Various media were obtained by coating to a thickness of 0.06 final layer.

In this case, in Table 1, NC has a nitrogen content of 11.5 to
12.2%, viscosity 80 based on JIS K 8703
Second nitrocellulose, its content is 10wt%
It is.

Separately, for comparison, we prepared a medium consisting only of a combination of a single dye cation and a Kuncher anion, a medium containing only one element, and a verchlorate of D''I21 (D'I21).
, and tetrabutylammonium salt of Q-1-8 (Q
A medium containing a mixture of 1-8) was prepared.

In addition, while the dyes used were exemplified in Gyokuki, the ones used later were used.

Furthermore, Table 1 shows the respective weight ratios of the conjugate 1 dye and quencher.

Writing was performed on each medium thus produced from the back side of the substrate using a semiconductor laser (830 nm) or a He-Ne1z laser while rotating at 900 rpm.

Each medium was irradiated with write light with a different pulse width, and the pulse width that changed the extinction ratio by 2.0 was measured, and the reciprocal of the pulse width was taken as the write sensitivity.

In addition, writing was performed using a condensing section output of 10 W and a frequency of 2 MHz, and then a semiconductor laser (830 nm, condensing section output of 1 W) was used as read light, and the reflected light through the substrate was detected to detect the error.
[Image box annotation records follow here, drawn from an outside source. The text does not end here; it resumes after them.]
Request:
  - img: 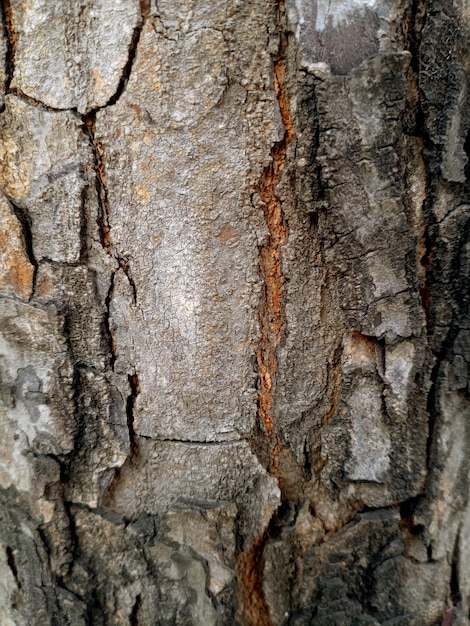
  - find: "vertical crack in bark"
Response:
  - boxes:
[129,593,142,626]
[237,0,295,626]
[104,272,117,371]
[1,0,16,93]
[6,546,21,589]
[126,374,140,457]
[237,527,273,626]
[8,198,39,300]
[102,0,150,112]
[83,111,137,304]
[256,53,295,435]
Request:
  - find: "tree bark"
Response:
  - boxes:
[0,0,470,626]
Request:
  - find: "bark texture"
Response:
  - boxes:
[0,0,470,626]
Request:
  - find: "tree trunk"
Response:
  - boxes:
[0,0,470,626]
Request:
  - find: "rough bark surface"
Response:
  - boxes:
[0,0,470,626]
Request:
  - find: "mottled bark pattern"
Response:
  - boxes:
[0,0,470,626]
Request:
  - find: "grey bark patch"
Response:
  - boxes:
[298,0,380,75]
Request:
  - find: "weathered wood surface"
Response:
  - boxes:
[0,0,470,626]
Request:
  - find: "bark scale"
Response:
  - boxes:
[0,0,470,626]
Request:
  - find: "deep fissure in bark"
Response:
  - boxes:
[8,198,39,300]
[83,111,137,304]
[237,0,295,626]
[6,546,22,589]
[103,0,150,108]
[104,272,117,371]
[0,0,16,98]
[126,374,140,456]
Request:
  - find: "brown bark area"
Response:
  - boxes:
[0,0,470,626]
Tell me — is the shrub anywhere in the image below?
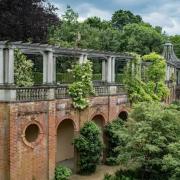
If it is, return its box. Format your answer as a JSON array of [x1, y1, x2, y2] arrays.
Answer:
[[55, 166, 72, 180], [105, 119, 127, 165], [117, 103, 180, 180], [69, 61, 94, 110], [74, 121, 103, 174], [14, 49, 34, 87]]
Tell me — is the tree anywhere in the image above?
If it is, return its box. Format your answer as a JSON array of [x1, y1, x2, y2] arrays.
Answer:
[[121, 24, 165, 55], [74, 121, 103, 174], [112, 10, 142, 30], [0, 0, 59, 42], [107, 103, 180, 180], [14, 49, 34, 87], [69, 61, 94, 110], [123, 53, 169, 103], [48, 6, 79, 47], [84, 16, 112, 29]]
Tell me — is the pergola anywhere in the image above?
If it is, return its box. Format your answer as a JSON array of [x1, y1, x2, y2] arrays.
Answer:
[[0, 41, 132, 102], [0, 41, 132, 85], [162, 43, 180, 84]]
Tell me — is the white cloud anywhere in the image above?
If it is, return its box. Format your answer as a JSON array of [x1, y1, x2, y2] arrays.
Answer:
[[52, 0, 180, 34]]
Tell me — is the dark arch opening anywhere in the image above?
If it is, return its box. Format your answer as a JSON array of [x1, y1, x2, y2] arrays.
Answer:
[[25, 124, 40, 143], [92, 115, 107, 163], [118, 111, 128, 121]]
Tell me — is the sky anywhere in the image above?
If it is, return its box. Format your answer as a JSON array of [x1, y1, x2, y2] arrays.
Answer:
[[51, 0, 180, 35]]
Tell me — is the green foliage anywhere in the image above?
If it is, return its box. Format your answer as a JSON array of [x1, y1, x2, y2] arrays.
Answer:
[[74, 121, 103, 174], [116, 103, 180, 179], [105, 119, 127, 165], [123, 53, 169, 103], [14, 49, 34, 87], [55, 165, 72, 180], [69, 61, 94, 110], [49, 7, 166, 55], [112, 10, 142, 30], [121, 23, 165, 55], [104, 169, 139, 180]]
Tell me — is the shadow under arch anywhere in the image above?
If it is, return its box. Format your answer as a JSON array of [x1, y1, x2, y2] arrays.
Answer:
[[56, 119, 75, 170], [92, 114, 107, 163]]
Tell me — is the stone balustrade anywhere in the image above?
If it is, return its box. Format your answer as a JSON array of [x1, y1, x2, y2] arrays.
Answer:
[[0, 83, 126, 102]]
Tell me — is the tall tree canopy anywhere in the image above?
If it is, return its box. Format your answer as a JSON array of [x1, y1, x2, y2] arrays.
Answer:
[[0, 0, 59, 42], [112, 10, 142, 30], [49, 6, 165, 55], [122, 23, 165, 55]]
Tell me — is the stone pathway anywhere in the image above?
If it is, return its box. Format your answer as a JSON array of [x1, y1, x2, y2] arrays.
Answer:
[[70, 165, 120, 180]]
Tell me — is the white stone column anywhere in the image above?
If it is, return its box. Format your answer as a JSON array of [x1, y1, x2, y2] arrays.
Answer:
[[111, 57, 116, 82], [79, 54, 84, 64], [0, 49, 4, 85], [53, 56, 56, 83], [43, 52, 48, 84], [106, 56, 112, 83], [43, 51, 54, 84], [79, 54, 88, 64], [102, 59, 106, 81], [4, 49, 14, 85]]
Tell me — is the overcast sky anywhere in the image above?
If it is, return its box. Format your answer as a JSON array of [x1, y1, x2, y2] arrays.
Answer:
[[51, 0, 180, 35]]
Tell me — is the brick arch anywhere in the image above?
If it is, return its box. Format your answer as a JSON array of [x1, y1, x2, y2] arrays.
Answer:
[[91, 114, 106, 127], [90, 112, 107, 125], [56, 116, 79, 132], [56, 118, 75, 167]]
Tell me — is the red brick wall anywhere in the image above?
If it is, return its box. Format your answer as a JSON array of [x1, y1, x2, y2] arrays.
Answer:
[[0, 96, 129, 180]]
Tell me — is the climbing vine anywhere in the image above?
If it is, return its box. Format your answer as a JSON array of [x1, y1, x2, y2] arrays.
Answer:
[[74, 121, 103, 174], [69, 61, 94, 110], [124, 53, 169, 103]]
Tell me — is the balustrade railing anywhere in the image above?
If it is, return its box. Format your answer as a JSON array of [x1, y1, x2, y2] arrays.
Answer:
[[2, 82, 126, 101], [16, 87, 49, 101], [55, 86, 70, 99]]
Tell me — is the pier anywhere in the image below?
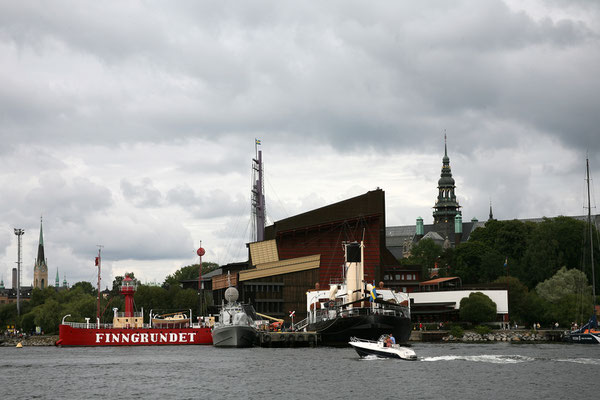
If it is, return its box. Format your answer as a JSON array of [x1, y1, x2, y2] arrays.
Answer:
[[257, 332, 319, 347]]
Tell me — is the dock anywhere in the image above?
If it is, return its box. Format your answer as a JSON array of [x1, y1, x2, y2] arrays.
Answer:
[[257, 332, 319, 347]]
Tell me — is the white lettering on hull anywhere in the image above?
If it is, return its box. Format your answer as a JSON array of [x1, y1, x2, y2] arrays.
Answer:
[[95, 332, 198, 344]]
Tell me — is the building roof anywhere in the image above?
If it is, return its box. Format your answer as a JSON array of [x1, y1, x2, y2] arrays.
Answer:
[[419, 276, 460, 286]]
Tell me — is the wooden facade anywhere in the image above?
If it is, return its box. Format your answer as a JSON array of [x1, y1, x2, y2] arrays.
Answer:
[[213, 189, 398, 322]]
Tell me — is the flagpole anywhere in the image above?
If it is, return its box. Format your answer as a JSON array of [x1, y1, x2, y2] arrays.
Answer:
[[96, 244, 104, 323], [504, 257, 510, 328]]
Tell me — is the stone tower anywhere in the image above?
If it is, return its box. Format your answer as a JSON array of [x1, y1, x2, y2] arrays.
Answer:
[[33, 219, 48, 289], [433, 135, 461, 230]]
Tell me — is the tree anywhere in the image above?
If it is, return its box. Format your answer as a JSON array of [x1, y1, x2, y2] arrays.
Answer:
[[454, 241, 504, 283], [494, 276, 529, 321], [408, 238, 443, 277], [111, 272, 136, 295], [535, 267, 592, 303], [71, 281, 97, 296], [460, 292, 496, 324]]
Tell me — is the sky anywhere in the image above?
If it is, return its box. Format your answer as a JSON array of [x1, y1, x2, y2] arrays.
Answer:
[[0, 0, 600, 287]]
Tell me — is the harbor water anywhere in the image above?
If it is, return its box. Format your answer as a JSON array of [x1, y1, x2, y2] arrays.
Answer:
[[0, 343, 600, 399]]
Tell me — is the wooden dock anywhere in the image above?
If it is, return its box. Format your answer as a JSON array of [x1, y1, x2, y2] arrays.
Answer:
[[258, 332, 319, 347]]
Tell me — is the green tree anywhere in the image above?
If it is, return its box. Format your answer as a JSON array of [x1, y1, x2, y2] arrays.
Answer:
[[494, 276, 529, 321], [460, 292, 496, 324], [110, 272, 136, 296], [516, 217, 586, 289], [71, 281, 97, 296], [535, 267, 592, 303], [407, 238, 443, 277], [34, 299, 63, 334], [454, 241, 505, 283]]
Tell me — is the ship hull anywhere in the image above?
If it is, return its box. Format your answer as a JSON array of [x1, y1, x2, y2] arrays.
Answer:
[[56, 324, 212, 346], [306, 314, 412, 346], [212, 325, 257, 347], [567, 332, 600, 344]]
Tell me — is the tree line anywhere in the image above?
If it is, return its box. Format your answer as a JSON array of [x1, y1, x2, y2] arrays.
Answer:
[[0, 262, 219, 334], [400, 217, 600, 328]]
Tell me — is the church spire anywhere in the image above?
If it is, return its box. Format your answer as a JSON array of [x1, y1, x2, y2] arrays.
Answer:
[[33, 217, 48, 289], [36, 217, 46, 264], [433, 132, 460, 224]]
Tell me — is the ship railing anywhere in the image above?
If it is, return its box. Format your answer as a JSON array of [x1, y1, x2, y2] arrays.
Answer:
[[294, 318, 308, 331], [116, 312, 143, 318], [64, 322, 112, 329], [315, 307, 410, 322]]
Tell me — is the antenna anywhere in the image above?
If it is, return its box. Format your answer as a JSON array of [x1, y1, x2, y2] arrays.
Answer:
[[96, 244, 104, 323], [251, 139, 266, 242], [15, 228, 25, 315]]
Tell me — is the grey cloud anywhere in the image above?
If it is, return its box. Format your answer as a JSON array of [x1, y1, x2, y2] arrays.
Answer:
[[121, 178, 162, 207], [166, 185, 250, 218]]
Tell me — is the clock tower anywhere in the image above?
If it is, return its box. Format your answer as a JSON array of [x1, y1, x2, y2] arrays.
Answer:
[[433, 134, 461, 225]]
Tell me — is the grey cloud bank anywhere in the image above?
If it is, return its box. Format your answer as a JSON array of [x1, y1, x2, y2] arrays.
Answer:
[[0, 1, 600, 284]]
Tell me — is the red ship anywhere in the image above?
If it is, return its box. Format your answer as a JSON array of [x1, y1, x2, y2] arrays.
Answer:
[[56, 276, 212, 346]]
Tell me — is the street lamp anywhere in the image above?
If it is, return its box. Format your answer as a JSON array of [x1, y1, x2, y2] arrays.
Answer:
[[15, 228, 25, 316]]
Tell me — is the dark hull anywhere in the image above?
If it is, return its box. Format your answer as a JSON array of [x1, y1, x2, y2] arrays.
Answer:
[[212, 325, 257, 347], [306, 314, 412, 346], [566, 332, 600, 344], [353, 346, 400, 359]]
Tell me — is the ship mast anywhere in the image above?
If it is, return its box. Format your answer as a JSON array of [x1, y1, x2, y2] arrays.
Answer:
[[95, 244, 104, 323], [585, 158, 596, 304], [252, 139, 266, 242]]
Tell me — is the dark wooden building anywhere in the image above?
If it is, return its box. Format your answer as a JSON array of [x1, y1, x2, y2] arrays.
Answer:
[[232, 189, 398, 321]]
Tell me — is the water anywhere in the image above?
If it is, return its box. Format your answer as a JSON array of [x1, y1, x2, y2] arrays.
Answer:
[[0, 343, 600, 400]]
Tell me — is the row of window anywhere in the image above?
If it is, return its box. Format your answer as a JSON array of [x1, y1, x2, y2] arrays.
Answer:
[[244, 284, 281, 293], [383, 274, 417, 281], [254, 302, 283, 314]]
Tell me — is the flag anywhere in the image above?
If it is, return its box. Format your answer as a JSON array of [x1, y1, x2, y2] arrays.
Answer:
[[369, 286, 377, 301]]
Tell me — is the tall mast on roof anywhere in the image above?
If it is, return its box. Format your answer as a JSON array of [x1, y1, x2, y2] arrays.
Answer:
[[252, 139, 266, 242]]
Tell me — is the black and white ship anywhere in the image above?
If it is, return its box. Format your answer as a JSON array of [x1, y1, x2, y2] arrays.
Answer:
[[212, 278, 258, 347], [297, 242, 412, 346]]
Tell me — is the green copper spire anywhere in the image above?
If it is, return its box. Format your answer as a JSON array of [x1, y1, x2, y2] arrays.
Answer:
[[36, 217, 46, 265], [433, 133, 460, 224]]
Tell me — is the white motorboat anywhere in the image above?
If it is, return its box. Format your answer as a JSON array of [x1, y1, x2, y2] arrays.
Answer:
[[348, 335, 417, 361]]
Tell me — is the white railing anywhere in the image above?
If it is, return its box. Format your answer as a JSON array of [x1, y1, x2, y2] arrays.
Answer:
[[308, 307, 410, 322], [64, 321, 112, 329], [64, 321, 158, 329], [115, 312, 142, 318]]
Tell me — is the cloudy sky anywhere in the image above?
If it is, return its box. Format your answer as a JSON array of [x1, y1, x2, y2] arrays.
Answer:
[[0, 0, 600, 287]]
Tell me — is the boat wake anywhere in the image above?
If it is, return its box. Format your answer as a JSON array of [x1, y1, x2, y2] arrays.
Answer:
[[359, 354, 387, 361], [421, 354, 534, 364], [556, 358, 600, 365]]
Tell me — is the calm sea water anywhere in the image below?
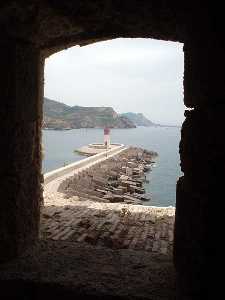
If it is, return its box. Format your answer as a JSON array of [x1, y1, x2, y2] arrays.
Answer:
[[42, 127, 182, 206]]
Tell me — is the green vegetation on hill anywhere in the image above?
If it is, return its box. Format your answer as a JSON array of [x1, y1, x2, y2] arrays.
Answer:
[[43, 98, 136, 129]]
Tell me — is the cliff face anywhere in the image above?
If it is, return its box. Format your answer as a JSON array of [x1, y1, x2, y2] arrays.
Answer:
[[44, 98, 136, 129], [121, 112, 156, 127]]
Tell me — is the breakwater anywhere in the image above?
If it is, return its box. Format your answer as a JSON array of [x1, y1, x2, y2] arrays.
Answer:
[[58, 147, 157, 204]]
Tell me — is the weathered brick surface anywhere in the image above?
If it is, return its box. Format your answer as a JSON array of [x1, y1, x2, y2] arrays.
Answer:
[[41, 198, 175, 255]]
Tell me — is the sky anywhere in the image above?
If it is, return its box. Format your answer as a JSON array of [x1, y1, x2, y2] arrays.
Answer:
[[45, 38, 185, 125]]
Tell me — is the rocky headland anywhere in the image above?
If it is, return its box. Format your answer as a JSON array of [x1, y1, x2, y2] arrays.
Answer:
[[43, 98, 136, 130], [43, 98, 157, 130]]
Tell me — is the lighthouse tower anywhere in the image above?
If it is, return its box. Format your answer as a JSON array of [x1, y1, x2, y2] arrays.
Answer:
[[104, 127, 110, 149]]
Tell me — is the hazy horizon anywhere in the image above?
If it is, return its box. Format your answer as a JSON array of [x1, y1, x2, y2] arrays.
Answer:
[[45, 39, 185, 125]]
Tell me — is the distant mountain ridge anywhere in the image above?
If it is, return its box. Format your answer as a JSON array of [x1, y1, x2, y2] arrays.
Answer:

Spectrum analyzer unit manufactured by Ulett Paracard, Band IIJ30KHz unit S
/N ratio was measured.

In addition, 1 mW laser readout light was applied for 1 Bsec11.
Reproduction deterioration was evaluated by measuring the change (%) in reflectance from the back side of the substrate after irradiating it as a 3 KHz pulse for 5 minutes in a static +l- state.

These results are shown in Table 2.

From the results shown in Table 2, the effects of the present invention are clear.

That is, according to the present invention, reproduction deterioration is significantly reduced compared to when a normal dye is used alone. Also, compared to using a mixture of a dye and a quencher,
Alternatively, compared to using the conjugate alone, C/N
The ratio is more than 3 dB.

Continuing from page 1 ■Int, CI,' Identification symbol Internal reference number G 11
C131047341-5B@Inventor Takahashi
- Husband, Tokyo Chuo Type 1 Company Inventor: Akihiko Kuroiwa, Tokyo Chuo Type 1 Company

Claims (1)

[Claims] l) An optical recording medium comprising a recording layer formed on a substrate, wherein the recording layer contains a combination of a dye cation and a quencher anion, and further contains a dye.